Tuesday, April 10, 2018

Everyone loses in an all-out trade war, but some of the poorest countries lose the most [feedly]

Everyone loses in an all-out trade war, but some of the poorest countries lose the most
https://www.washingtonpost.com/news/wonk/wp/2018/04/10/everyone-loses-an-all-out-trade-war-but-some-of-the-poorest-countries-lose-the-most/



Residents of Cap-Haïtien wait for Hurricane Irma in September. The storm was one in a series of natural disasters that left Haiti vulnerable to an upheaval in the system of global trade. (Hector Retamal/AFP/Getty Images)

Everyone loses if Donald Trump shifts the focus of his trade war to the World Trade Organization. But a new analysis of global trade in more than 5,000 commodities shows some of the world's poorest countries would suffer most.

In recent days, the president has broadened his anti-China trade tirades to the "unfair" WTO, which he has called "great for China and terrible for the United States." It's unlikely Trump's rhetoric will bring the WTO crashing down, but we can see how a doomsday scenario could unfold.

As international trade referee, the WTO is the main obstacle between the global economy and what international trade economist Peri da Silva and his collaborators estimate would be a crushing 32-percentage-point average jump in global tariff levels.

A rogue actor can undermine the whole system

Last month, Trump used a national-security provision of the U.S. Trade Expansion Act of 1962 to restrict steel and aluminum imports. This month, he used an investigation based on the U.S. Trade Act of 1974 to propose tariffs on $50 billion in goods from China. Days later, he threatened tariffs on an additional $100 billion of Chinese products.

China promised to retaliate in kind, but has typically paid lip service to the WTO dispute-resolution system.

By acting outside the WTO, Trump increases the risk that other economies will do the same, undermining the organization's authority and effectiveness.

A tendency toward tariffs puts the weakest at risk

Without the WTO, da Silva says, countries would use their market power to raise tariffs as high as markets would bear — not unlike corporations setting prices in a competitive market.

This would disrupt intricate global supply chains and force companies to pay more for imported raw materials and other goods. At the same time, international markets would shrink as trade partners throw up retaliatory tariffs. Meanwhile, consumers get less bang for their buck as prices rise in accordance with the tariffs.

The protectionist plague won't hit all countries and industries equally. We know that because da Silva, a professor at Kansas State University, and fellow trade economists Alessandro Nicita of the United Nations Conference on Trade and Development and Marcelo Olarreaga of the University of Geneva created a detailed model of each country's relative market power, based on the characteristics and quantities of the 5,000-plus goods they trade with more than 120 partners.

For a coming paper in the Journal of Political Economy, they calculated the leverage each country had over each commodity, given their partners, circumstances and share of the market. The United States happens to have unusual market power over ceramic building bricks, chicory and certain specialized steel products, while China could flex its muscles over certain tungsten products, silk ties or preserved pineapple.
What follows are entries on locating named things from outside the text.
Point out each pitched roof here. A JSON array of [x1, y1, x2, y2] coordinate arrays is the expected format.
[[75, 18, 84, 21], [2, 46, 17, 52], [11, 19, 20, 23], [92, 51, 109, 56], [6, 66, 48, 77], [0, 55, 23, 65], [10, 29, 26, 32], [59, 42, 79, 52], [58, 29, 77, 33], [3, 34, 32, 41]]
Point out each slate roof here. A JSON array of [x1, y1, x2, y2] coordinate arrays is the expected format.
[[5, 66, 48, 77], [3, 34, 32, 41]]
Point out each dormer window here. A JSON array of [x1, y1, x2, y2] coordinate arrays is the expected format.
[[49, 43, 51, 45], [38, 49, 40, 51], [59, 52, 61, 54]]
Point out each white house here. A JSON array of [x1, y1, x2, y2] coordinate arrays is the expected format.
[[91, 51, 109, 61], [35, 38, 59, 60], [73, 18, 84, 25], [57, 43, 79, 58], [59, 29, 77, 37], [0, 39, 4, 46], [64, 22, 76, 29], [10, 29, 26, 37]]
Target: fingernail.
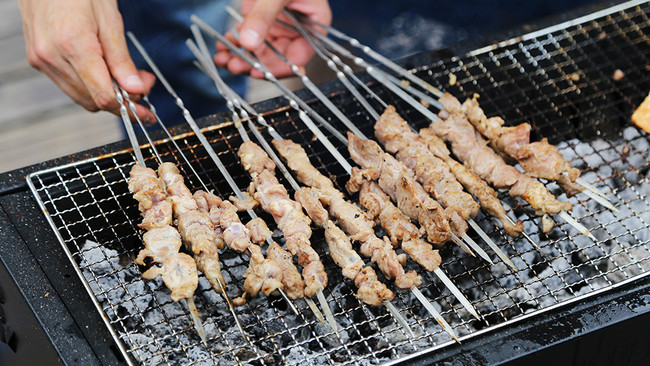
[122,75,143,88]
[239,29,260,48]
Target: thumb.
[239,0,289,51]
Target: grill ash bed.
[27,2,650,365]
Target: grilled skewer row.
[448,93,583,197]
[420,96,571,220]
[159,163,304,305]
[237,141,327,297]
[375,106,523,237]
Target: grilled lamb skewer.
[158,162,226,293]
[258,140,422,289]
[420,133,524,237]
[237,140,337,331]
[294,190,395,306]
[194,191,305,305]
[454,93,583,197]
[450,93,618,211]
[420,113,571,214]
[237,141,327,297]
[420,104,595,240]
[292,18,600,239]
[127,163,207,344]
[188,30,456,339]
[375,106,523,270]
[273,140,478,318]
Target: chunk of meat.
[354,267,395,306]
[420,129,524,237]
[294,187,329,227]
[228,192,260,211]
[142,253,199,301]
[458,98,580,189]
[233,245,284,305]
[325,220,364,280]
[424,113,571,214]
[266,242,305,300]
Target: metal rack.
[28,2,650,365]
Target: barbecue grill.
[0,1,650,365]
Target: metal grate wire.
[28,1,650,365]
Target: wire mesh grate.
[28,3,650,365]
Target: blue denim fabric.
[118,0,246,134]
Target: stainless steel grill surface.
[28,2,650,365]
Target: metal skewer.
[192,15,470,338]
[196,33,466,339]
[301,17,618,214]
[294,20,596,246]
[127,32,282,343]
[113,80,208,347]
[187,35,422,336]
[285,16,514,268]
[215,12,480,318]
[186,30,337,332]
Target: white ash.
[68,127,650,365]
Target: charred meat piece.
[325,220,365,280]
[274,140,422,288]
[246,217,273,244]
[420,129,524,237]
[158,163,197,218]
[237,141,327,297]
[233,245,284,305]
[354,267,395,306]
[458,98,582,194]
[424,113,571,214]
[266,242,305,300]
[142,253,199,301]
[294,187,329,227]
[228,192,260,211]
[158,167,226,293]
[348,133,451,244]
[129,164,172,230]
[375,106,479,222]
[129,165,199,301]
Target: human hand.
[19,0,155,123]
[214,0,332,78]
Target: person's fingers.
[39,65,99,112]
[239,0,289,51]
[284,37,315,71]
[93,1,149,94]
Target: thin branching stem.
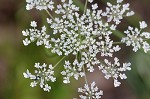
[84,0,88,14]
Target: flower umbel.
[23,63,56,92]
[22,0,150,99]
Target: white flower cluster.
[22,21,51,48]
[26,0,54,10]
[78,82,103,99]
[102,0,134,24]
[23,63,56,92]
[121,21,150,53]
[22,0,150,99]
[61,60,85,83]
[99,57,131,87]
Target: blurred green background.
[0,0,150,99]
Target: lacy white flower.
[99,57,131,87]
[61,60,85,83]
[121,21,150,53]
[78,82,103,99]
[22,0,150,99]
[23,63,56,92]
[22,21,51,48]
[102,0,134,24]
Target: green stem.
[84,0,88,14]
[83,65,88,85]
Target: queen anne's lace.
[78,82,103,99]
[23,63,56,92]
[22,0,150,99]
[121,21,150,53]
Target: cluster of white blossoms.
[98,57,131,87]
[23,63,56,92]
[121,21,150,53]
[22,0,150,99]
[78,82,103,99]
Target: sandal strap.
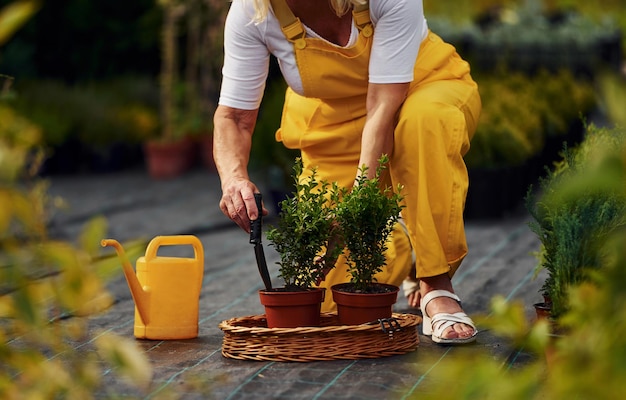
[420,290,461,314]
[430,312,478,337]
[402,277,420,297]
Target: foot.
[402,275,422,308]
[418,274,476,340]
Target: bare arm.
[359,83,409,178]
[213,106,267,232]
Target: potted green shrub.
[526,126,626,318]
[259,158,341,328]
[331,155,402,325]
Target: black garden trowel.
[250,193,272,290]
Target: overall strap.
[352,1,371,36]
[270,0,305,42]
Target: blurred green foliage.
[527,126,626,316]
[465,70,595,168]
[403,122,626,400]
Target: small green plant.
[267,158,341,291]
[337,155,402,292]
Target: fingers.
[220,180,268,233]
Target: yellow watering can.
[101,235,204,340]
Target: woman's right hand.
[213,105,267,233]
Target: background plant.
[267,158,341,290]
[0,2,151,392]
[337,156,402,292]
[527,126,626,316]
[408,122,626,400]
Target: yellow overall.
[272,0,481,311]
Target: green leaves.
[337,155,402,291]
[267,158,341,288]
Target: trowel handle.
[145,235,204,261]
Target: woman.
[214,0,481,343]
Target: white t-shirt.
[219,0,428,110]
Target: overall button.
[361,25,374,37]
[294,38,306,50]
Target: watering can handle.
[145,235,204,262]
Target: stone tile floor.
[28,169,543,399]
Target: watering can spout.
[100,239,150,324]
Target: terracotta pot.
[331,283,399,325]
[259,288,326,328]
[144,138,194,179]
[533,303,552,320]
Haiti, still rebuilding from the 2010 earthquake and 2016's Hurricane Matthew, lacks almost any market power and depends heavily on trade with powerful partners such as the United States. It needs the American market and has little access to alternatives. In a cruel, rational world, it might face tariffs as high as 97 percent. The same goes for other Central American and Caribbean nations, as well as America's NAFTA partners.
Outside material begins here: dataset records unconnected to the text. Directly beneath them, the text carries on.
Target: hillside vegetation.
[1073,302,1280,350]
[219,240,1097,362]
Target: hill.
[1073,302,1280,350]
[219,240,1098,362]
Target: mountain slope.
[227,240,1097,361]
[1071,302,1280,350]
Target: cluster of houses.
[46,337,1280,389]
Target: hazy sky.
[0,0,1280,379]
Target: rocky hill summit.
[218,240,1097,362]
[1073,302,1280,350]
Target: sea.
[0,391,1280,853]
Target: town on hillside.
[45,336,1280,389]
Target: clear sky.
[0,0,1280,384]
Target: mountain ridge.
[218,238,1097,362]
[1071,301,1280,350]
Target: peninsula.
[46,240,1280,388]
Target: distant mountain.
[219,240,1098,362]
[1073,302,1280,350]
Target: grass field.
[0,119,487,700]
The United States is well built for a trade war. It can cause a lot of damage to trade partners should it pursue an aggressive America-first policy. It has the size and economic independence to withstand significant retaliation. But that doesn't mean that trade wars are easy to win  despite what the president says.

"In principle, you could win," da Silva said, "but from our measures you clearly don't have anybody powerful enough."

The European Union ranks above the United States as the most powerful entity in the academics' model, and China combines its market clout with an authoritarian government that gives it the resources to subsidize threatened domestic industries while freeing it from the need to answer to voters.

When each country exploits its full advantage, the United States would face about 30 percent tariffs, the E.U. would face 36 percent and China would face 39.5 percent. That's about a tenfold increase from the current relatively negligible tariffs of around 3 to 4 percent.

Poor and trade-dependent countries such as Sri Lanka, Zimbabwe and Ethiopia would be hit even worse.

These countries have been the beneficiary of the WTO — arguably even more than China — and would suffer most from its failure, facing tariffs of above 50 percent.